でもそうしてイライラしているとき、「あっ、今自分は、頭のなかで映画を再生しているぞ」と気がつくことによって、その出来事について考えるのをやめ、平穏な気持ちを取り戻すことができるようになったのである。

明日のことを考えているとき、明日に関する「映画」が心のなかで展開している。あるいは昨日の嫌なことを思い出しているとき、昨日の嫌なあの出来事の「映画」が頭のなかで上映されている。(中略)
たとえば誰かのことを恨んでいるとすると、当然、恨んでいる相手が苦しみの原因だと思うでしょう。しかし、どういうふうにその人を恨んでいるかをよく観察してみると、何回もその恨んでいる人を思い出しているはずです。その人から言われたあの嫌な出来事を何回も何回も思い出している。

出典:青空としてのわたし

そう、私は嫌な出来事に、自らすすんで囚われにいっていたのだ。

でも一度「考えごとは映画」だというフレームが頭に組み込まれると、自分が考えごとをしているときに「これは映画だ!」と、そのことに気づくことができる。気づくことさえできれば、その映画を止めることができるようになる。なぜなら、その映画を上映しているのは他でもない自分自身だからだ。

映画は、没入するとすべてがリアルに見えて、それが映画だということを忘れます。(中略)でも、没入から覚めたら、ああこれは映画だったとわかります。我々は、その映画を止めること、映写機のスイッチを切ってスクリーンを元の真っ白な状態に戻すことができるのです。

出典:青空としてのわたし

さらに良道さんは、映画を止めるコツを「身体の感覚を感じること」だと語る。

映画にズブズブに入り込んでいる人は、すっかり何かを忘れています。それは、自分の身体です。昨日のあの嫌な出来事を思い出しているとき、心は完全に昨日のあの嫌な場面に行ってしまって、身体をすっかり忘れている。頭のなかだけで生きているということです。これがふだん、我々が生きている世界です。頭のなかの映画のなかだけで生きている。
(中略)
ヨーガなどで身体の感覚を感じると不思議と安らぐのは、脳味噌のなかの映画から解放されて、今のこの自分の身体に戻ったからです。悩み苦しみは映画にすぎないから、映画から解放されるとともに、悩み苦しみから解放される。だから身体の感覚を感じたときに、安らぎを感じるのです。

出典:青空としてのわたし

これは映画だと気づいてもなお、どうしても映画の再生が止まらない──私にもそんなときがあった。そんなときは、自分の呼吸に集中してみる。今、息を吸っているな…肺が膨らんでいるな…そして吐く…肺がしぼんでいく……。そうやって呼吸を観察していると、自然と映画の再生が止まる。まあこれが、いわゆる瞑想というやつなのだけど。

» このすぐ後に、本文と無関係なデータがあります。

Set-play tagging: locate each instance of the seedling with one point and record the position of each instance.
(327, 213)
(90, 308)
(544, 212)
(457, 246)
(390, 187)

「考えごとは、映画である」。良いことでも悪いことでも、過去の思い出や記憶に浸りがちな私にとっては、このフレームワークを手に入れることができたのは、本当に大きなことだった。過去を生きて一喜一憂するのではなく、現在に生きて平穏をかんじる。そんな在り方を、体現しやすくなったからだ。

皆さんもぜひ、「考えごとは、映画である」というフレームを頭に入れてみてください。自分が一日のうちに、どれだけ多くの映画を再生しているか。意識してみると、アッとおどろくと思いますよ。